Besonders im südpazifischen Raum suchten protestantische Theologen einheimische und kulturell bedeutsame Symbole, mit denen sich das Evangelium kontextualisieren ließ. Bekannt wurde Sione ‘Amanaki Havea, der eine „Theologie des Festes“ und eine „Kokosnuss-Theologie“ entwickelte. Die Produkte der Kokospalme sind für die Menschen auf den Pazifischen Inseln lebensnotwendig. Havea stellte eine Reihe von symbolischen Bezügen zwischen der Kokospalme und christlichen Glaubensinhalten her. 1979 fand ein Workshop Culture and Faith auf den Neuen Hebriden statt, der eine eucharistische Liturgie mit der Kokosnuss im Mittelpunkt entwickelte. Dabei wird die Kokosnuss rituell mit einem Messer geteilt, so dass Fruchtfleisch und Kokoswasser zutage treten; Letzteres wird in einem Gefäß aufgefangen.[55] Havea war ein methodistischer Geistlicher auf Tonga und erster Vorsitzender der Pacific Conference of Churches. Bei seiner Rede vor der 6. Vollversammlung des Ökumenischen Rates der Kirchen 1983 erklärte er: „Getreide und Weintrauben, Brot und Wein sind für uns etwas Fremdes. Heute ist das die Kokosnuss. Wir sehen den Kairos im Reifen der Kokosnuss.“[56]

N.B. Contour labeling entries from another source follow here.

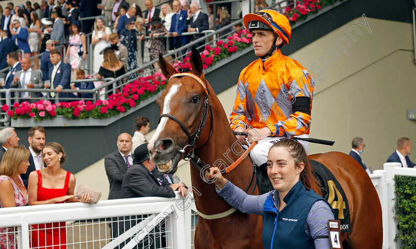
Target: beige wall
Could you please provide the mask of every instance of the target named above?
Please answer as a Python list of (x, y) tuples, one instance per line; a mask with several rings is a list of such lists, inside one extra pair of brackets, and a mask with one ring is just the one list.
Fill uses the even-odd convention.
[[(360, 36), (352, 32), (355, 42), (340, 27), (290, 57), (315, 75), (310, 136), (335, 141), (333, 146), (311, 144), (310, 154), (332, 151), (348, 153), (352, 138), (361, 136), (366, 145), (362, 155), (364, 162), (373, 170), (381, 169), (395, 150), (399, 137), (416, 141), (416, 121), (406, 119), (406, 110), (416, 109), (412, 26), (366, 18), (369, 33), (356, 21), (364, 22), (360, 18), (343, 26), (348, 30), (354, 25), (362, 33)], [(342, 46), (347, 44), (347, 39), (350, 43), (345, 50), (348, 55), (336, 43), (339, 41)], [(324, 56), (330, 51), (335, 51), (332, 60), (328, 57), (330, 53)], [(236, 87), (218, 94), (227, 114), (233, 106)], [(146, 136), (148, 140), (154, 132)], [(412, 154), (410, 158), (416, 162), (416, 156)], [(189, 168), (189, 163), (182, 162), (177, 171), (188, 186)], [(106, 199), (109, 185), (104, 159), (75, 175), (77, 184), (99, 189), (103, 192), (102, 200)]]

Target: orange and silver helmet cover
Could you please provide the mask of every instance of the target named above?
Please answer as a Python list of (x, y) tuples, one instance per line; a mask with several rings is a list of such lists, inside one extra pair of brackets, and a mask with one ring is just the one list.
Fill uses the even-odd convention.
[(257, 29), (272, 31), (283, 41), (285, 44), (289, 43), (292, 36), (292, 29), (287, 18), (273, 9), (263, 9), (256, 13), (247, 14), (243, 18), (243, 21), (246, 28), (250, 32), (252, 30)]

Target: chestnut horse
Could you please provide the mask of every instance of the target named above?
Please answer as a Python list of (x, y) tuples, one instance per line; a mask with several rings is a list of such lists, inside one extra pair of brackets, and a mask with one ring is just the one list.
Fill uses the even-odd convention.
[[(161, 118), (149, 148), (152, 161), (162, 172), (176, 171), (177, 159), (174, 156), (180, 154), (178, 152), (183, 153), (184, 147), (190, 144), (185, 150), (193, 152), (208, 167), (218, 166), (230, 160), (234, 162), (239, 157), (235, 149), (237, 139), (230, 128), (229, 120), (205, 80), (202, 61), (195, 48), (190, 60), (193, 69), (188, 75), (178, 75), (159, 56), (159, 65), (169, 80), (156, 102)], [(211, 112), (208, 111), (210, 106), (207, 108), (207, 103), (212, 105)], [(194, 131), (197, 131), (190, 134)], [(172, 158), (174, 163), (171, 165), (168, 162)], [(344, 248), (381, 249), (381, 207), (377, 192), (363, 167), (352, 158), (340, 152), (312, 155), (309, 158), (325, 165), (346, 195), (351, 232), (341, 234)], [(251, 189), (254, 186), (250, 181), (252, 171), (252, 162), (250, 157), (246, 157), (224, 177), (242, 189), (246, 189), (249, 184)], [(194, 195), (198, 211), (205, 215), (213, 215), (230, 210), (231, 206), (216, 194), (214, 184), (206, 182), (201, 175), (200, 170), (191, 164), (192, 186), (201, 194)], [(258, 189), (256, 188), (255, 195), (259, 194)], [(216, 219), (200, 216), (195, 232), (195, 248), (262, 248), (261, 219), (260, 215), (239, 211)]]

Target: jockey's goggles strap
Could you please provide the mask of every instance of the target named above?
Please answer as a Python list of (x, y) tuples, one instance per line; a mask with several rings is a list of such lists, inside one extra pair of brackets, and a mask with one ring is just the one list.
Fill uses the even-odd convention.
[(202, 87), (204, 87), (204, 89), (205, 90), (206, 93), (207, 93), (207, 95), (208, 94), (208, 91), (207, 89), (207, 85), (205, 84), (205, 83), (202, 81), (202, 80), (201, 80), (200, 78), (194, 74), (191, 74), (190, 73), (178, 73), (171, 76), (170, 78), (169, 78), (169, 80), (170, 81), (171, 79), (174, 77), (180, 77), (182, 76), (190, 76), (198, 81), (198, 82), (200, 83), (200, 84), (202, 85)]

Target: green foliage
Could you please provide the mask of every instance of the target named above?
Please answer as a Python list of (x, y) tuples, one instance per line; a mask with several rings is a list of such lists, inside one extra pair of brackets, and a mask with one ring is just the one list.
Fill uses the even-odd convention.
[(402, 249), (416, 249), (416, 177), (396, 175), (394, 179), (394, 209), (400, 231), (395, 241), (402, 240)]

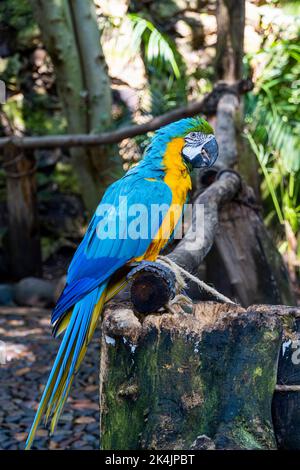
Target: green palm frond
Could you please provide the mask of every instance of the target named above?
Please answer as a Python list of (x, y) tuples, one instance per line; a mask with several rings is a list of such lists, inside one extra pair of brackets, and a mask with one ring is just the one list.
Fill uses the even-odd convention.
[(143, 44), (149, 64), (156, 67), (166, 65), (171, 68), (177, 79), (180, 78), (179, 63), (176, 59), (178, 52), (172, 41), (161, 33), (151, 21), (133, 13), (127, 16), (133, 25), (131, 41), (133, 52), (136, 53)]

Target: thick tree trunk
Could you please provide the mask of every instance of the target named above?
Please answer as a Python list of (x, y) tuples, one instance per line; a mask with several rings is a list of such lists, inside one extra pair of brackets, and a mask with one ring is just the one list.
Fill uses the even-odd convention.
[[(277, 310), (276, 310), (277, 309)], [(207, 302), (102, 324), (102, 449), (273, 449), (280, 307)]]
[[(31, 3), (54, 64), (69, 132), (106, 130), (111, 116), (111, 92), (93, 2)], [(73, 149), (72, 159), (85, 205), (92, 212), (107, 178), (101, 179), (91, 152)], [(107, 161), (103, 167), (107, 169)]]
[(20, 279), (40, 275), (42, 260), (34, 157), (25, 151), (7, 146), (3, 166), (6, 170), (9, 260), (12, 276)]

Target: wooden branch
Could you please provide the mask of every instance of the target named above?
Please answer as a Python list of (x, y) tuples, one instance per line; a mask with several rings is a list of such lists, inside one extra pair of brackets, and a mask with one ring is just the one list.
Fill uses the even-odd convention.
[(204, 206), (204, 238), (195, 237), (196, 213), (193, 213), (192, 224), (184, 238), (168, 255), (175, 263), (192, 274), (196, 274), (199, 265), (209, 252), (218, 228), (218, 212), (222, 205), (230, 201), (239, 191), (241, 179), (238, 173), (231, 170), (221, 172), (216, 181), (201, 193), (194, 204)]
[(202, 101), (190, 103), (161, 116), (151, 119), (144, 124), (124, 127), (112, 132), (102, 134), (73, 134), (52, 135), (42, 137), (3, 137), (0, 139), (0, 148), (11, 143), (20, 148), (54, 148), (54, 147), (80, 147), (100, 144), (114, 144), (124, 139), (146, 134), (159, 129), (170, 122), (191, 117), (198, 113), (212, 114), (216, 111), (217, 103), (225, 92), (232, 94), (246, 93), (252, 88), (252, 82), (243, 80), (233, 85), (219, 84)]
[(237, 163), (236, 123), (239, 100), (232, 93), (225, 93), (217, 107), (216, 138), (219, 145), (219, 158), (216, 167), (233, 168)]

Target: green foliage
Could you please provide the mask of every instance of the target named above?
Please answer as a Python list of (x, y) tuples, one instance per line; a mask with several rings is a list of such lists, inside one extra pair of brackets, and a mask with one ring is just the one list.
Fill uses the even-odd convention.
[[(300, 29), (256, 55), (262, 72), (246, 99), (247, 137), (263, 175), (266, 221), (300, 229)], [(250, 58), (250, 60), (253, 59)], [(288, 249), (285, 241), (282, 252)]]
[(177, 79), (180, 78), (179, 54), (168, 36), (161, 33), (151, 21), (135, 13), (129, 13), (128, 18), (133, 24), (133, 53), (137, 53), (143, 44), (148, 64), (159, 70), (167, 66)]
[(176, 44), (150, 20), (130, 13), (132, 53), (140, 51), (145, 63), (149, 95), (141, 110), (152, 115), (162, 114), (186, 102), (185, 64)]

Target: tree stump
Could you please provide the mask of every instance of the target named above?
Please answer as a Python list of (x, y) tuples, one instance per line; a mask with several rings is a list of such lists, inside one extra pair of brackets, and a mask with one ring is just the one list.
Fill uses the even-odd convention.
[(102, 449), (273, 449), (282, 323), (267, 306), (204, 302), (192, 314), (102, 323)]

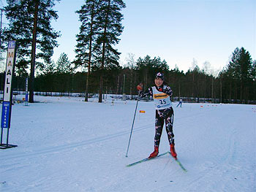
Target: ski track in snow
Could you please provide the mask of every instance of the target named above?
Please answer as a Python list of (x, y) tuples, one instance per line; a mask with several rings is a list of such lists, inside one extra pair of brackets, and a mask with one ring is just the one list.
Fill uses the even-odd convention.
[[(153, 150), (152, 102), (139, 102), (126, 158), (135, 101), (36, 99), (13, 106), (10, 143), (18, 147), (0, 150), (0, 191), (256, 191), (255, 106), (174, 104), (184, 172), (170, 154), (125, 166)], [(159, 150), (169, 150), (165, 128)]]

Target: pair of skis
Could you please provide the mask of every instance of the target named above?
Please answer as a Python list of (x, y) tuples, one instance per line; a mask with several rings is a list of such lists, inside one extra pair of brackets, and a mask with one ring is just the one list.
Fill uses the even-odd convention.
[[(160, 157), (160, 156), (162, 156), (162, 155), (165, 155), (166, 154), (169, 153), (170, 155), (170, 153), (169, 151), (167, 152), (165, 152), (164, 153), (162, 153), (160, 155), (158, 155), (157, 157), (155, 158), (157, 158), (157, 157)], [(143, 162), (145, 162), (145, 161), (149, 161), (149, 160), (151, 160), (151, 159), (154, 159), (155, 158), (143, 158), (140, 161), (136, 161), (135, 163), (132, 163), (132, 164), (130, 164), (129, 165), (127, 165), (127, 166), (134, 166), (134, 165), (137, 165), (138, 164), (141, 164)], [(177, 162), (177, 164), (179, 165), (179, 166), (182, 169), (183, 171), (184, 171), (185, 172), (187, 172), (187, 169), (184, 167), (184, 166), (181, 164), (181, 161), (178, 161), (178, 158), (174, 158), (175, 161)]]

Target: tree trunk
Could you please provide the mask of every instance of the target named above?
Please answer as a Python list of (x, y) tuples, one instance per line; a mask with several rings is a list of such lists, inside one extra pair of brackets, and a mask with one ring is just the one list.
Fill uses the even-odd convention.
[(106, 44), (106, 34), (107, 34), (107, 26), (108, 22), (108, 12), (110, 6), (110, 0), (108, 1), (108, 10), (106, 14), (106, 20), (105, 23), (104, 27), (104, 34), (103, 34), (103, 46), (102, 46), (102, 66), (100, 67), (100, 80), (99, 80), (99, 103), (102, 102), (102, 88), (103, 88), (103, 69), (104, 69), (104, 61), (105, 61), (105, 50)]
[(89, 82), (90, 77), (90, 70), (91, 70), (91, 45), (92, 45), (92, 33), (93, 33), (93, 22), (94, 22), (94, 6), (92, 7), (92, 12), (91, 15), (91, 31), (90, 31), (90, 45), (89, 45), (89, 58), (88, 61), (88, 72), (86, 77), (86, 98), (85, 101), (88, 101), (88, 88), (89, 88)]
[(36, 61), (36, 42), (37, 42), (37, 15), (38, 15), (38, 7), (39, 0), (35, 1), (35, 10), (34, 16), (34, 26), (33, 26), (33, 40), (32, 40), (32, 50), (31, 50), (31, 63), (30, 69), (30, 78), (29, 78), (29, 102), (34, 103), (34, 68)]

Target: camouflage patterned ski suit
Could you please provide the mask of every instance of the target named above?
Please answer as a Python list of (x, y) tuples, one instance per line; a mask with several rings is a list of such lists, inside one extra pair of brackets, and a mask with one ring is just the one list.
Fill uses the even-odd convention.
[[(157, 88), (157, 87), (156, 87)], [(162, 89), (161, 89), (162, 88)], [(157, 88), (157, 90), (162, 90), (163, 85), (159, 88)], [(169, 86), (164, 90), (163, 93), (169, 96), (172, 96), (173, 91)], [(147, 96), (153, 96), (152, 88), (149, 88), (144, 93), (141, 93), (140, 97), (145, 97)], [(170, 107), (164, 110), (156, 110), (156, 120), (155, 120), (155, 137), (154, 137), (154, 146), (159, 147), (160, 143), (161, 135), (164, 123), (165, 122), (166, 132), (168, 137), (169, 144), (174, 144), (174, 134), (173, 132), (173, 110)]]

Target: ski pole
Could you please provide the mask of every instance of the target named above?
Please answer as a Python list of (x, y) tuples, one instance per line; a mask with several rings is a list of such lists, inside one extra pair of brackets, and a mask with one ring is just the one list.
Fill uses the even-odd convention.
[(126, 157), (128, 157), (127, 155), (128, 155), (129, 146), (129, 142), (131, 142), (131, 137), (132, 137), (132, 134), (133, 125), (135, 123), (135, 116), (136, 116), (136, 111), (137, 111), (138, 103), (138, 101), (140, 100), (140, 92), (139, 92), (138, 100), (137, 100), (137, 103), (136, 103), (136, 108), (135, 108), (135, 115), (133, 117), (132, 126), (132, 129), (131, 129), (131, 134), (129, 134), (129, 143), (128, 143), (128, 147), (127, 147), (127, 151)]

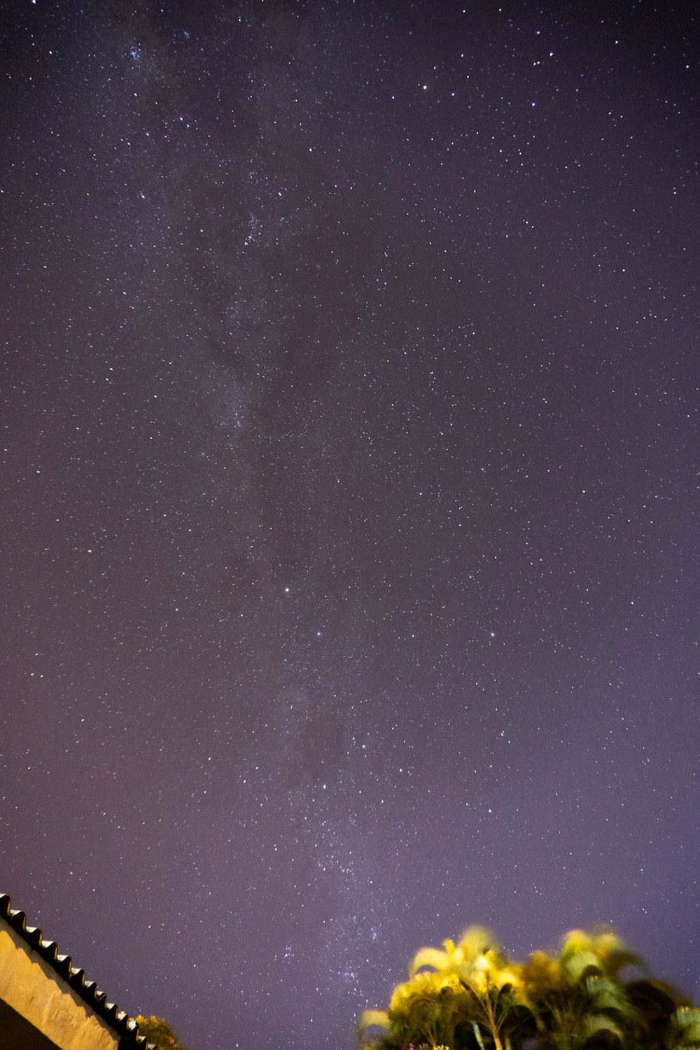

Dinbandhu Ministries in Yavatmal, Maharashtra, ist eine 1990 gegründete Dalit-Missionsgesellschaft. Sie verwendet ebenfalls Fruchtfleisch und Saft der Kokosnuss in ihrer Abendmahlsfeier, wobei sie auf die Symbolik der Frucht im Hinduismus Bezug nimmt. Das rituelle Aufbrechen der Kokosnuss versinnbildlicht die Lebenshingabe von Christus am Kreuz.[57]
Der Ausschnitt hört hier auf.